At midnight I took my leave, without much hope of seeing her again. But that particular day will for ever be stamped on my memory. It is a pleasure to pay one’s homage of respect to fallen grandeur, when, as in Hortense’s case, natural and amiable genius is added to the fascination of a kindly nature.

Meanwhile the sleighing-fête was over, and a blast of trumpets gave the signal for the return to Vienna. Wrapt in their cloaks, the illustrious guests proceeded towards the court of the palace. Ranged in two lines, their sleighs were waiting for them. Everybody resumed the position of the morning. A martial strain gave the signal for the start, and the vehicles disappeared at a gallop, leaving on the horizon a trail of light across the snow and the hoar frost of the trees.

While the palace of Schönbrunn was the scene of these intoxicating pleasures, how were those occupied to whom it represented only a prison? Avoiding all contact with the joyous guests of the Congress, Marie-Louise and her son preferred to get away from a pleasure party which could only awaken sad recollections. Early in the morning, they departed in sleighs to the smiling valley of St. Helena, near Schönbrunn, where they passed the day—the empress offering dinner to her small Court—and returned to Schönbrunn in the evening. A strange coincidence of names between the valley of St. Helena where Marie-Louise went to hide her grief, and that famous island, also called St. Helena, where her husband, a few months later, buried both his glory and his disasters.

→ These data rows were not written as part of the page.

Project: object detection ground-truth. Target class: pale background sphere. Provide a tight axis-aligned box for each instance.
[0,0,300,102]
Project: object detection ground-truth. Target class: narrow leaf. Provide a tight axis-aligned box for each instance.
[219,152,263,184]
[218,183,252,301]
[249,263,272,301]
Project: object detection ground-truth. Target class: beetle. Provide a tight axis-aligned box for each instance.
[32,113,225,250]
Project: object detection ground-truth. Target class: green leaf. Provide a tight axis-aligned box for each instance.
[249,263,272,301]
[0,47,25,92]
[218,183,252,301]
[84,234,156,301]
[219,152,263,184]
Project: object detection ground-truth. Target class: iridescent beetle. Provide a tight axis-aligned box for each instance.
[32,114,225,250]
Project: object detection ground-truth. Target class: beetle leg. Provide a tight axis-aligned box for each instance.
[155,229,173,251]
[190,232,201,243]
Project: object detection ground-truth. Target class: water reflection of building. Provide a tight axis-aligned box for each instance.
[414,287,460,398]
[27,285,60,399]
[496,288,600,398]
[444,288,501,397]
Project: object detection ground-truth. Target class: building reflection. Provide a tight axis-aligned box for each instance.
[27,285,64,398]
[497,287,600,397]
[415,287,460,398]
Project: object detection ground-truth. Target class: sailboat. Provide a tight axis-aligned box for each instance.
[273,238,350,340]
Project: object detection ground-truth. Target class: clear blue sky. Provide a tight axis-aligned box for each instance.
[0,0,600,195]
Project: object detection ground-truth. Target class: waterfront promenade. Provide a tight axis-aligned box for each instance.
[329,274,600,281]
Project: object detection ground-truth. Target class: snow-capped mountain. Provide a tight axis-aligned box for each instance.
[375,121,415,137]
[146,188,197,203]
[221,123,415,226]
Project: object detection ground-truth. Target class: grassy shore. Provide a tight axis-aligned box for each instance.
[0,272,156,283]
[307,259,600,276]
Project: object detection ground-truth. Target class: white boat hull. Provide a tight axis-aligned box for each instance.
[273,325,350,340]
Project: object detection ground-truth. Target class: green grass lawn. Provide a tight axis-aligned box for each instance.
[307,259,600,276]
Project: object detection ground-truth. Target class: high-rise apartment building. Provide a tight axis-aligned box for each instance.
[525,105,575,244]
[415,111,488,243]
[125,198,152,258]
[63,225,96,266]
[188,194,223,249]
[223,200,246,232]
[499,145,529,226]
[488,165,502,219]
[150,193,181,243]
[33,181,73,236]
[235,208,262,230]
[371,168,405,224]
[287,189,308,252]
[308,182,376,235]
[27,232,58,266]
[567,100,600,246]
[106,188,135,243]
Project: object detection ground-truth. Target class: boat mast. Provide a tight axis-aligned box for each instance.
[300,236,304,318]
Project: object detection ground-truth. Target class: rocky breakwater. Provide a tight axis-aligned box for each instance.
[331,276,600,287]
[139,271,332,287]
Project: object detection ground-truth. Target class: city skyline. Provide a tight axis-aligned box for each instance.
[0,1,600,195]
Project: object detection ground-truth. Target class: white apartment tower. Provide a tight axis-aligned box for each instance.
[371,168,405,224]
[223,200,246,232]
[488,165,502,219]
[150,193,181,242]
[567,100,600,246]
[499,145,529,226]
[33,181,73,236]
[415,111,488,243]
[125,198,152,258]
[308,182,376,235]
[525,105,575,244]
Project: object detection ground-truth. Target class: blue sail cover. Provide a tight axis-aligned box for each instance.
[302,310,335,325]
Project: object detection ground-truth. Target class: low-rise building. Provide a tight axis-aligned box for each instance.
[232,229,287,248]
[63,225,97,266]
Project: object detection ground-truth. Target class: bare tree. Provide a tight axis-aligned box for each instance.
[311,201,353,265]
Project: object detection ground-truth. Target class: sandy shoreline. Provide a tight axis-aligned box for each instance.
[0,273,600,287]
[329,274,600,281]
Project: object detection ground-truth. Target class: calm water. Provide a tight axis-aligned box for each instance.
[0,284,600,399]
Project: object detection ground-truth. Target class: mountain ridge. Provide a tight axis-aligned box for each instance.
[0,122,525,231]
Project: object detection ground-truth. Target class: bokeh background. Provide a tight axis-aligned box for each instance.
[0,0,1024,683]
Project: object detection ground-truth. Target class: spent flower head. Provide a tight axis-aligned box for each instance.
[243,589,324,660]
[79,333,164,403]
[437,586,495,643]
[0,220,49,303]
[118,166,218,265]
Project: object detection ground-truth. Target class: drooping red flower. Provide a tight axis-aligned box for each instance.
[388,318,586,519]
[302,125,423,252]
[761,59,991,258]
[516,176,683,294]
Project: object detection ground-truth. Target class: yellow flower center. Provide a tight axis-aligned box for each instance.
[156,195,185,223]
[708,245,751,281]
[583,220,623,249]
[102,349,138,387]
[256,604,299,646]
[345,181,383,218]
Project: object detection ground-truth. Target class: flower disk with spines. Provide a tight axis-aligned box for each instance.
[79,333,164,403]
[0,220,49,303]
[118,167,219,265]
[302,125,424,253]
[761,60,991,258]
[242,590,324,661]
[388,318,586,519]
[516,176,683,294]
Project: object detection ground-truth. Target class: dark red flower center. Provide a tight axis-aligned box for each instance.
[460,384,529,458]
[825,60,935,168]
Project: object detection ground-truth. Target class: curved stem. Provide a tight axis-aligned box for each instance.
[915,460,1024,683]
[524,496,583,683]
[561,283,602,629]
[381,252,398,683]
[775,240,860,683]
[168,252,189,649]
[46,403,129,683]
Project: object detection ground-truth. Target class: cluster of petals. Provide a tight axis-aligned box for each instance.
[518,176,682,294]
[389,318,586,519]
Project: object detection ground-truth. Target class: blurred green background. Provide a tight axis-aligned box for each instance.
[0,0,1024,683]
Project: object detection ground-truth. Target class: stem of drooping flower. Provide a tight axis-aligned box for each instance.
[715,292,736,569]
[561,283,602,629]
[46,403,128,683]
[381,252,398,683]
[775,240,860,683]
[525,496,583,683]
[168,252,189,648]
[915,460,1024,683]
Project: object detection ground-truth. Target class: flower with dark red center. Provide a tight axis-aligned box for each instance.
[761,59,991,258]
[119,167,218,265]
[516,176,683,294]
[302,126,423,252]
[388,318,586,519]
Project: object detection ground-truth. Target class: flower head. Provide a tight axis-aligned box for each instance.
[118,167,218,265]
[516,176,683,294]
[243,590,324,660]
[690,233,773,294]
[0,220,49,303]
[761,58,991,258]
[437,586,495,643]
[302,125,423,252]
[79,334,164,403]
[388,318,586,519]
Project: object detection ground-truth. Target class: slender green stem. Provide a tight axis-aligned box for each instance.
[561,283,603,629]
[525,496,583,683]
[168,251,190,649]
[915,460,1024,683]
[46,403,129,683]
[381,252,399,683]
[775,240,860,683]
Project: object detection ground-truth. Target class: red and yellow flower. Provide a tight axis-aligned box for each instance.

The next morning the Emperor of Austria made a present to Alexander of the gilded sleigh in which the latter had ridden. To show his appreciation of the gift, the czar had it carefully packed and sent to St. Petersburg. The expenses of that sleighing-party and the fête following it were estimated at three hundred thousand florins. Many years have passed since that joyous period of the Congress of Vienna. Many of those whom I saw so gaily carried away by the tinkling-belled coursers have been pitilessly carried away since then by relentless death. How many perished before their time! Emperor Alexander, whose courtesy and youthful spirit were the life of all those parties; the Emperor of Austria; the Kings of Prussia and Bavaria; Prince Eugène, so kind and cordial—all are lying in their graves. The Empress of Austria, so graceful, and such a beneficent friend to art; the charming Elizabeth of Russia; her sister-in-law, the Grande Duchesse d’Oldenbourg; the Comtesse Julie Zichy; Madame de Fuchs—all were taken away as prematurely as unexpectedly. How many other women in the zenith of their beauty, whose grace enhanced those gatherings, followed them when their life was scarcely more than half run! And among the political or military notabilities, de Wrède, Schwartzenberg, Talleyrand, Castlereagh, Dalberg, Capo d’Istria, besides the friends so dear to my affection, such as Koslowski, Ypsilanti, de Witt! In truth, the almost imperceptible track of the sleigh gliding on the polished snow was the image of our rapid passage, or rather of our short-lived apparition, on this earth.


CHAPTER XVI

Reception at Madame de Fuchs’s—Prince Philippe d’Hesse-Hombourg—The Journalists and Newsmongers of Vienna—The French Village in Germany—Prince Eugène—Recollection of the Consulate—Tribulations of M. Denville—Mme. Récamier—The Return of the Émigré—Childhood’s Friend, or the Magic of a Name—Ball at Lord Stewart’s—Alexander proclaimed King of Poland—The Prince Czartoryski—Confidence of the Poles—Count Arthur Potocki—The Revolutions of Poland—Slavery—Vandar—Ivan, or the Polish Serf.

At one of the soirées at the Comtesse de Fuchs’s, the whole of the coterie had gathered round her—for she also had her coterie. In default of diplomatic treaties, her grace and friendship constituted its bond. The conversation had turned on some news which, it was said, had leaked out from the high deliberations of the Congress.

They were asking Prince Philippe d’Hesse-Hombourg if the fate of his family’s Landgravate had been fixed, either by the decisions on the Graben or by those of the more serious Congress.